No current evidence for gabapentin.

Treatment of depressive episodes

Same as treatment of depressive disorders but the response rate will be lower to antidepressant and we may need to use lithium or mood stabilisers, and there is a risk of switching to mania. Recent evidence suggests monotherapy with lamotrigine may have utility in the treatment of refractory bipolar depression.


Prophylaxis (Maintenance Treatment)

Indications: any patient who has had at least 2 episodes in 5 years.

First-line treatment: lithium remains the first-line choice.

Second-line treatments:

Carbamazepine appears to be effective in the long-term treatment of bipolar disorder, with an overall response rate of 63%.
Sodium valproate/divalproex , is another choice.

No evidence for gabepentin, topiramate, or lamotrigin use in prophylaxis.

Psychotherapeutic interventions

These should not be used alone, they are an addition to the treatment and include many types of psychotherapy like CBT, and group therapy.
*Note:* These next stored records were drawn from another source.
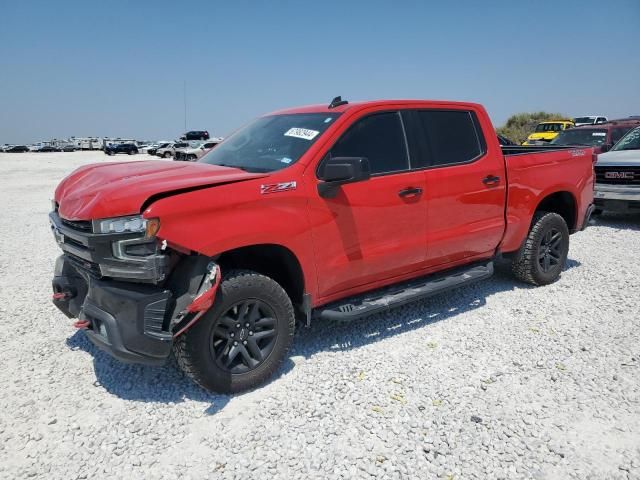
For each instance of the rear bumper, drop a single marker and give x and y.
(127, 320)
(617, 192)
(618, 198)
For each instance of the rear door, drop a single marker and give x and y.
(371, 230)
(465, 184)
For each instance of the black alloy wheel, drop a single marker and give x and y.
(549, 253)
(244, 336)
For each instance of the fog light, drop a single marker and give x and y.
(153, 225)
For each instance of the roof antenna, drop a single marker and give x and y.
(337, 101)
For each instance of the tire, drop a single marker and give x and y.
(200, 351)
(544, 253)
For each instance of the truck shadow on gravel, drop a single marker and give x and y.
(618, 221)
(339, 336)
(164, 384)
(167, 384)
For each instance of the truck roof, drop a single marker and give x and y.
(324, 108)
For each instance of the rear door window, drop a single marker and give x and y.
(378, 137)
(444, 137)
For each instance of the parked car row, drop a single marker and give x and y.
(546, 132)
(183, 150)
(618, 175)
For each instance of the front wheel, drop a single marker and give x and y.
(242, 340)
(544, 253)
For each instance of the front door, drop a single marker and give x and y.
(465, 184)
(375, 229)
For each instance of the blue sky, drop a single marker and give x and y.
(114, 68)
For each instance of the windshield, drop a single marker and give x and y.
(270, 143)
(549, 127)
(631, 141)
(590, 137)
(584, 120)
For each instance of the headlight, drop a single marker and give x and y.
(128, 225)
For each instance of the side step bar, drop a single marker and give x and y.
(399, 294)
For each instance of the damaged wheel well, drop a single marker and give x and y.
(274, 261)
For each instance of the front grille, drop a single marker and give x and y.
(85, 265)
(627, 175)
(80, 225)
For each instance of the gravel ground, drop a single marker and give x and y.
(495, 380)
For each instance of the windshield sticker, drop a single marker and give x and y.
(303, 133)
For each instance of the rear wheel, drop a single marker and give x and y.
(544, 253)
(241, 341)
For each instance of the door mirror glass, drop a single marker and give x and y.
(337, 171)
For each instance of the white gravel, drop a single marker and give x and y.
(496, 380)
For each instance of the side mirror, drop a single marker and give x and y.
(338, 171)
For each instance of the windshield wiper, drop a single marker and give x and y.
(230, 166)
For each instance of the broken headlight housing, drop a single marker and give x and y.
(129, 224)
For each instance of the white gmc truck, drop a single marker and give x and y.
(618, 176)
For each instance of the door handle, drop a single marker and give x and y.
(410, 191)
(491, 180)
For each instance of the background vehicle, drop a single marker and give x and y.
(320, 210)
(49, 148)
(504, 141)
(618, 176)
(167, 151)
(195, 135)
(547, 131)
(17, 149)
(601, 137)
(195, 152)
(128, 148)
(589, 120)
(170, 150)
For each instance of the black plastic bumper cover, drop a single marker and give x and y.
(127, 320)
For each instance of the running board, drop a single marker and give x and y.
(393, 296)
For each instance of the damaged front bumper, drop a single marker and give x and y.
(125, 256)
(135, 322)
(130, 321)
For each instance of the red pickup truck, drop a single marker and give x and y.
(322, 212)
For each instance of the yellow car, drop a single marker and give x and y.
(547, 131)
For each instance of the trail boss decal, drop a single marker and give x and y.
(619, 175)
(277, 187)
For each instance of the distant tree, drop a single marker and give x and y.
(519, 126)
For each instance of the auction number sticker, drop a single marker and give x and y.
(303, 133)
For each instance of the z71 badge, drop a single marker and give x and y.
(277, 187)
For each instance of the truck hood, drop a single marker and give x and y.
(619, 158)
(107, 190)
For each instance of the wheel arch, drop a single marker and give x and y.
(564, 204)
(272, 260)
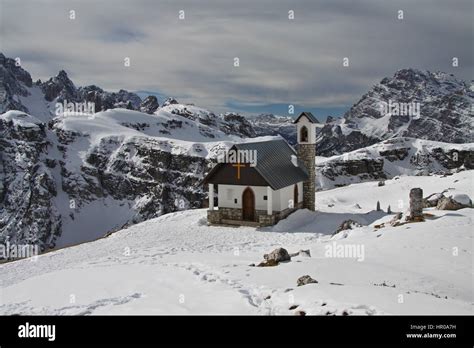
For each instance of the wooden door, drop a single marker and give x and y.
(248, 205)
(295, 196)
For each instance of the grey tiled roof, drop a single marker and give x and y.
(274, 163)
(309, 115)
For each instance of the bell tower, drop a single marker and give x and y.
(306, 138)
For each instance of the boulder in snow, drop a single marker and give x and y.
(306, 279)
(305, 253)
(347, 225)
(455, 202)
(278, 255)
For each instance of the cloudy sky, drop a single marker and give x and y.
(282, 61)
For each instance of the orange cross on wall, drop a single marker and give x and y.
(238, 166)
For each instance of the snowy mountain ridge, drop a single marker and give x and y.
(443, 113)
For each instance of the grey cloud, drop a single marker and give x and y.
(282, 61)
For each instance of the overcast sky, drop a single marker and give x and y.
(282, 61)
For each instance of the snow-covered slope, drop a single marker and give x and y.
(79, 176)
(176, 264)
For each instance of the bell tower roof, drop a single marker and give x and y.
(309, 116)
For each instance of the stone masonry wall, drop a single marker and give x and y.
(307, 153)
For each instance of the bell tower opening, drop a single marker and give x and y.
(304, 134)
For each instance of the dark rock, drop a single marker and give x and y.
(347, 225)
(149, 105)
(268, 263)
(278, 255)
(306, 279)
(170, 101)
(449, 203)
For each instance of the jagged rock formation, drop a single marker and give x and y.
(393, 157)
(14, 84)
(444, 113)
(149, 105)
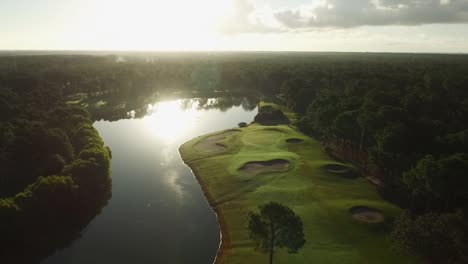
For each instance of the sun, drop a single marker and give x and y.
(169, 121)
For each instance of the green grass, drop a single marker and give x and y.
(320, 198)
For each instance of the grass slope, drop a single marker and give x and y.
(320, 198)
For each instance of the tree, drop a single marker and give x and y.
(276, 226)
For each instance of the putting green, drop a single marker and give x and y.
(321, 199)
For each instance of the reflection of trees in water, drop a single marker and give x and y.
(223, 103)
(37, 234)
(137, 107)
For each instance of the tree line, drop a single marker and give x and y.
(54, 171)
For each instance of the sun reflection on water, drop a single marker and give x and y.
(170, 120)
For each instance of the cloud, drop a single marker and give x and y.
(346, 13)
(246, 18)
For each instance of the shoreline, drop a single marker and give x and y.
(224, 238)
(320, 198)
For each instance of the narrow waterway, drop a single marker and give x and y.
(157, 213)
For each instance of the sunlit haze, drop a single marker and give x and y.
(299, 25)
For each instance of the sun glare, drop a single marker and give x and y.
(169, 120)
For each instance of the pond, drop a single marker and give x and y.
(157, 213)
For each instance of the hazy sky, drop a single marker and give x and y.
(315, 25)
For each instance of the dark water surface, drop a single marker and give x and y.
(157, 213)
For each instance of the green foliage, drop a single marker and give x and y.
(444, 179)
(276, 226)
(242, 124)
(440, 238)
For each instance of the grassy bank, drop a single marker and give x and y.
(320, 198)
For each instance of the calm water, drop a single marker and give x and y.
(157, 213)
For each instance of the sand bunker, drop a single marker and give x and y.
(341, 170)
(210, 144)
(367, 214)
(294, 140)
(258, 167)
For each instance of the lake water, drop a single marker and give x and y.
(157, 213)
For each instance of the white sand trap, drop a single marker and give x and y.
(258, 167)
(210, 144)
(367, 214)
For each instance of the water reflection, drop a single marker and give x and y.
(169, 120)
(157, 211)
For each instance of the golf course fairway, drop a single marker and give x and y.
(249, 166)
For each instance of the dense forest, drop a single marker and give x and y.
(405, 115)
(54, 170)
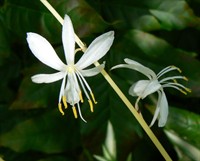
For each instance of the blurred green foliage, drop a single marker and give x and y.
(156, 33)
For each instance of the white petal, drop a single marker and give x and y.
(163, 110)
(100, 158)
(131, 64)
(43, 50)
(156, 113)
(137, 89)
(72, 89)
(110, 142)
(68, 39)
(92, 71)
(62, 88)
(97, 49)
(47, 78)
(152, 87)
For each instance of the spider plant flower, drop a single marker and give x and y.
(143, 88)
(71, 73)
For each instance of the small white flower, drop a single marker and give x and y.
(143, 88)
(72, 74)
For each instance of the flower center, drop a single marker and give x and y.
(70, 68)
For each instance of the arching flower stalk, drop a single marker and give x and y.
(143, 88)
(71, 73)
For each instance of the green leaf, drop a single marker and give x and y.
(175, 15)
(183, 148)
(48, 132)
(185, 125)
(150, 15)
(31, 95)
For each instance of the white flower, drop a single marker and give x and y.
(143, 88)
(71, 73)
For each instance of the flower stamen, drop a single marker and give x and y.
(93, 98)
(78, 49)
(60, 108)
(91, 106)
(64, 100)
(74, 112)
(80, 96)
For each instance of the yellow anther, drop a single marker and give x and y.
(188, 90)
(75, 112)
(78, 49)
(180, 71)
(93, 98)
(60, 108)
(64, 100)
(81, 97)
(182, 91)
(185, 78)
(91, 106)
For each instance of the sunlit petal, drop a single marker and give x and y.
(72, 90)
(68, 40)
(163, 110)
(97, 49)
(137, 89)
(152, 87)
(157, 111)
(62, 88)
(43, 50)
(92, 71)
(140, 68)
(47, 78)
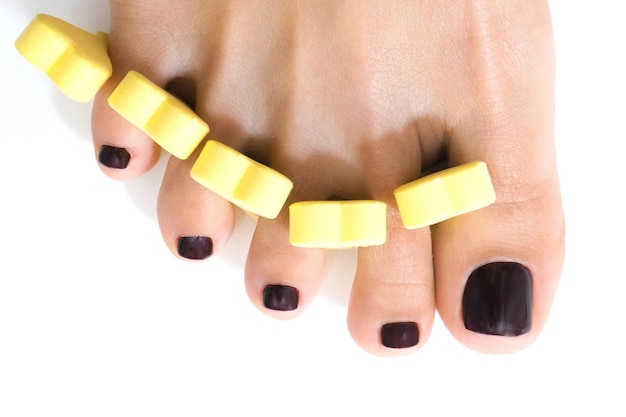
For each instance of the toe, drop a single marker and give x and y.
(497, 269)
(281, 279)
(122, 150)
(392, 304)
(195, 223)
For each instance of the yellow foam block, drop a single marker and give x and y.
(337, 224)
(445, 194)
(162, 116)
(75, 60)
(244, 182)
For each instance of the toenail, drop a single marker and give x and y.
(280, 297)
(113, 157)
(498, 300)
(399, 335)
(195, 247)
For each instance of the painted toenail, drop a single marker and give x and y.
(280, 297)
(195, 247)
(113, 157)
(498, 299)
(399, 335)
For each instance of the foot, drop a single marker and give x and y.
(351, 99)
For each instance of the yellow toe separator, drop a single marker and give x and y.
(337, 224)
(244, 182)
(445, 194)
(163, 117)
(75, 60)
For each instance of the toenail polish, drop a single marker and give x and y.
(113, 157)
(280, 297)
(498, 300)
(195, 247)
(399, 335)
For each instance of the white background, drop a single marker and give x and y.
(98, 319)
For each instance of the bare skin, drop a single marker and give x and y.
(351, 99)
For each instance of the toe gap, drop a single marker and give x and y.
(183, 88)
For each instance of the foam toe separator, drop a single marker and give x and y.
(76, 61)
(445, 194)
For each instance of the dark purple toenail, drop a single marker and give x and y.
(195, 247)
(400, 335)
(498, 299)
(113, 157)
(280, 297)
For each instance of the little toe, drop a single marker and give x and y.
(195, 223)
(392, 304)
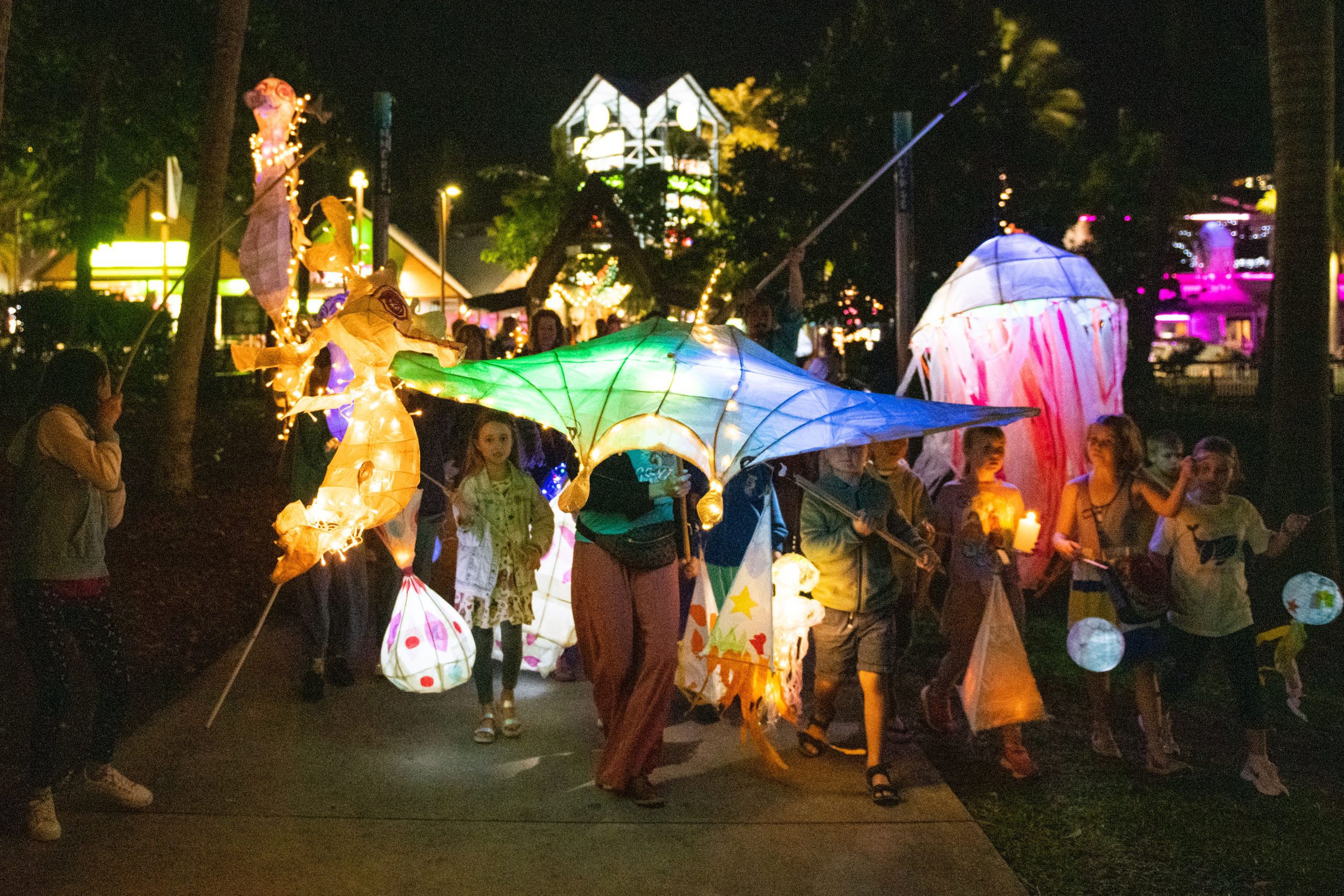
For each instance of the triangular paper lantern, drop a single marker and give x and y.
(742, 641)
(999, 688)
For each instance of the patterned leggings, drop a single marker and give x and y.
(45, 618)
(511, 637)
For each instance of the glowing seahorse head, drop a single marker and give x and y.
(375, 471)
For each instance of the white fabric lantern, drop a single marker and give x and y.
(1096, 645)
(428, 647)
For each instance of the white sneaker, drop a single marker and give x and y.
(42, 817)
(118, 786)
(1264, 774)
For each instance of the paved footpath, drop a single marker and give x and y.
(383, 793)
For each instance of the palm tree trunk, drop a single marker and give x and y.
(185, 370)
(6, 15)
(1301, 64)
(90, 155)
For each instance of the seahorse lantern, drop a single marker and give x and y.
(275, 234)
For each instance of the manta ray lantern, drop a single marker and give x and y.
(275, 236)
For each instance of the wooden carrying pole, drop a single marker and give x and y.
(238, 668)
(863, 187)
(811, 488)
(686, 520)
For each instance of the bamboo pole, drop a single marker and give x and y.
(163, 304)
(238, 668)
(863, 187)
(811, 488)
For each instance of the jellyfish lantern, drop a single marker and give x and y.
(1022, 323)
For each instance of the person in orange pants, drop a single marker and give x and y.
(625, 613)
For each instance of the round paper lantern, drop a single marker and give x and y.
(1312, 599)
(1096, 644)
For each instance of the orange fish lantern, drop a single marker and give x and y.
(377, 468)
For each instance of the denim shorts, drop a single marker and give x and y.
(848, 640)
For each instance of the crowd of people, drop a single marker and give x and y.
(484, 469)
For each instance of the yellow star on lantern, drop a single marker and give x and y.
(742, 602)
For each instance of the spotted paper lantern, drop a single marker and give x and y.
(1312, 599)
(1096, 645)
(428, 647)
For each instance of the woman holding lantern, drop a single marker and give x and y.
(1107, 515)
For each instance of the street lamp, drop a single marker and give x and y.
(445, 213)
(358, 181)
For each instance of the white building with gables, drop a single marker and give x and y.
(673, 124)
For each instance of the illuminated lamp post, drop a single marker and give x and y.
(445, 213)
(358, 181)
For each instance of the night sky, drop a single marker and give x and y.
(481, 83)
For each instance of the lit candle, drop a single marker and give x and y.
(1027, 534)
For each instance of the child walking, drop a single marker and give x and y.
(1164, 456)
(1108, 515)
(68, 495)
(859, 593)
(1213, 608)
(334, 602)
(500, 501)
(973, 519)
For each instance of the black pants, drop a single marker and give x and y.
(1237, 652)
(511, 640)
(45, 618)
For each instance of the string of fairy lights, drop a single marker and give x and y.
(702, 311)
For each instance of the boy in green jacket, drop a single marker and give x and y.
(859, 592)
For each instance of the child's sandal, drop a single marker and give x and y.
(810, 746)
(484, 733)
(511, 726)
(882, 794)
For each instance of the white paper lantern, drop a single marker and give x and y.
(1312, 599)
(1096, 645)
(428, 647)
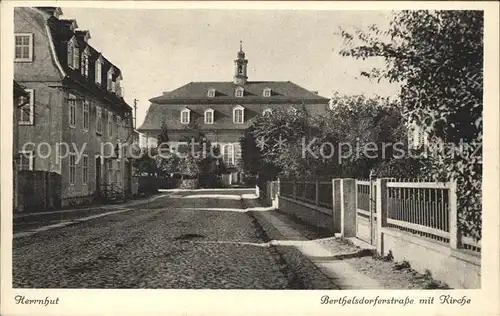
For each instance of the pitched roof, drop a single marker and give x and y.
(61, 33)
(223, 115)
(253, 91)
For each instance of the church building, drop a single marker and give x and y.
(223, 110)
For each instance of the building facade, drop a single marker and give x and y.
(222, 111)
(76, 121)
(20, 97)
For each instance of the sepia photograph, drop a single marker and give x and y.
(217, 148)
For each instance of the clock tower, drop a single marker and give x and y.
(240, 69)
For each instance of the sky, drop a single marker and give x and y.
(161, 50)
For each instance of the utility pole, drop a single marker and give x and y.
(135, 113)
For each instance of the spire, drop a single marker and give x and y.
(240, 73)
(241, 53)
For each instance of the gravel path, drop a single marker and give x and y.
(161, 246)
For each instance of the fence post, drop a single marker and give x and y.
(348, 207)
(294, 189)
(316, 198)
(336, 206)
(453, 216)
(276, 197)
(381, 212)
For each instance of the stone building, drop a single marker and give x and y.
(20, 97)
(224, 110)
(75, 106)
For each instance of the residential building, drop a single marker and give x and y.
(20, 97)
(222, 111)
(76, 106)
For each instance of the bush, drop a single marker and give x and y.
(189, 184)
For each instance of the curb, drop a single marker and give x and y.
(64, 224)
(302, 272)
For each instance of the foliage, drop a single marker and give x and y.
(333, 145)
(146, 164)
(437, 56)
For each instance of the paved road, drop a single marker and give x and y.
(181, 241)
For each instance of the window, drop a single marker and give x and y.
(110, 124)
(109, 168)
(23, 47)
(72, 168)
(85, 63)
(85, 169)
(118, 126)
(27, 112)
(238, 115)
(239, 92)
(118, 173)
(110, 80)
(26, 160)
(209, 116)
(98, 71)
(73, 54)
(228, 154)
(86, 115)
(185, 116)
(98, 120)
(72, 110)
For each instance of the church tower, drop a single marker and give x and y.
(240, 68)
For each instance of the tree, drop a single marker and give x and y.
(437, 56)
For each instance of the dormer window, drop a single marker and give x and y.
(238, 115)
(185, 116)
(98, 70)
(211, 93)
(109, 85)
(117, 86)
(73, 54)
(85, 63)
(209, 116)
(239, 92)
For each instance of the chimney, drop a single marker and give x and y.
(51, 11)
(71, 24)
(83, 34)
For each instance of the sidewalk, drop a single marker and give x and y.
(346, 264)
(25, 224)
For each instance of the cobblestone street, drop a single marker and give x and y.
(176, 241)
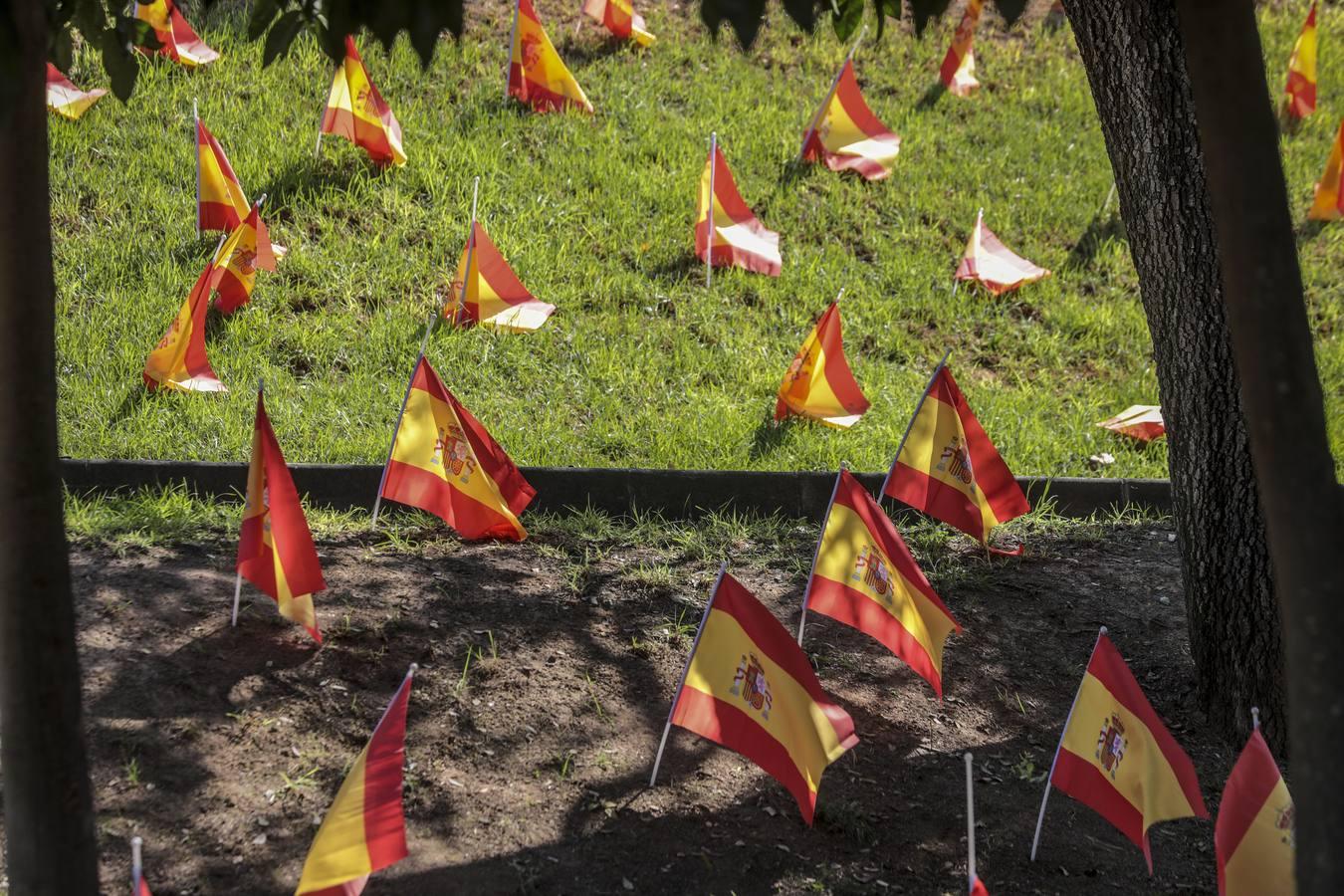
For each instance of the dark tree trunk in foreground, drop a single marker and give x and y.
(47, 804)
(1271, 340)
(1136, 66)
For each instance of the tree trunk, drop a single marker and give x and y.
(47, 803)
(1136, 68)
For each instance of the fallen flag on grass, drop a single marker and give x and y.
(818, 383)
(68, 100)
(537, 74)
(356, 112)
(364, 829)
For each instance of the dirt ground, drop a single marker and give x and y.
(529, 772)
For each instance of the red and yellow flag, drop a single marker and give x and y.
(959, 66)
(68, 100)
(537, 74)
(1254, 834)
(364, 829)
(994, 265)
(176, 39)
(1329, 199)
(949, 469)
(445, 462)
(750, 688)
(818, 383)
(620, 19)
(1118, 758)
(866, 577)
(275, 549)
(847, 135)
(1300, 91)
(356, 112)
(487, 292)
(738, 237)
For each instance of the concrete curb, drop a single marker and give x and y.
(674, 493)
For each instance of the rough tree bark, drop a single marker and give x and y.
(47, 802)
(1136, 68)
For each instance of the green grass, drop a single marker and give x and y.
(641, 365)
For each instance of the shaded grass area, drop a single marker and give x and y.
(641, 365)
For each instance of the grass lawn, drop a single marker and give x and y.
(641, 365)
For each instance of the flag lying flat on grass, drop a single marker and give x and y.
(620, 19)
(356, 112)
(992, 264)
(1254, 834)
(176, 39)
(948, 466)
(866, 577)
(537, 76)
(275, 547)
(445, 462)
(847, 135)
(738, 238)
(487, 292)
(1300, 91)
(68, 100)
(959, 66)
(752, 689)
(364, 829)
(818, 383)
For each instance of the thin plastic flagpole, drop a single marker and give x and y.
(676, 697)
(1040, 818)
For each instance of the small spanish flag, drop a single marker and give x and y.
(866, 577)
(364, 829)
(959, 66)
(620, 19)
(176, 39)
(847, 135)
(1300, 91)
(948, 466)
(818, 383)
(68, 100)
(537, 74)
(1254, 834)
(740, 239)
(445, 462)
(487, 292)
(356, 112)
(752, 689)
(1117, 757)
(994, 265)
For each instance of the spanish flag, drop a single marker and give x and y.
(1117, 757)
(866, 577)
(68, 100)
(818, 383)
(738, 237)
(948, 466)
(487, 292)
(275, 549)
(620, 19)
(994, 265)
(959, 66)
(1300, 91)
(1254, 834)
(752, 689)
(356, 112)
(445, 462)
(537, 74)
(176, 39)
(847, 135)
(364, 829)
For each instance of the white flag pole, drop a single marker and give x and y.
(1040, 818)
(676, 697)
Support groups: groups of patients and/or their families and/or doctors and nurses and other volunteers. These may provide useful information about bipolar disorder and its treatment. Patients may benefit from hearing the experiences of others, struggling with similar issues. This may help them to see their problems as not being unique, understand the need for medication, and access advice and assistance with other practical issues.
Case Answer:
History taking: any stressor? Neurological causes of mutism (aphasia?) (CVA?) suicide in more detail? psychotic symptoms? Which kind of antihypertensive drug? Previous hx. of similar condition? Previous hx. of mania? Family hx.?
Physical exam.: neurological exam. for CVA, thyroid
Dx. major depressive disorder (MDD)
Ddx.: MDD with psychotic features, Bipolar disorder, Conversion disorder
Tr. Admission to the psychiatric unit, ECT is of first choice with antidepressant drugs
Prognosis: poor since he is male and old. Suicide risk must be assessed seriously.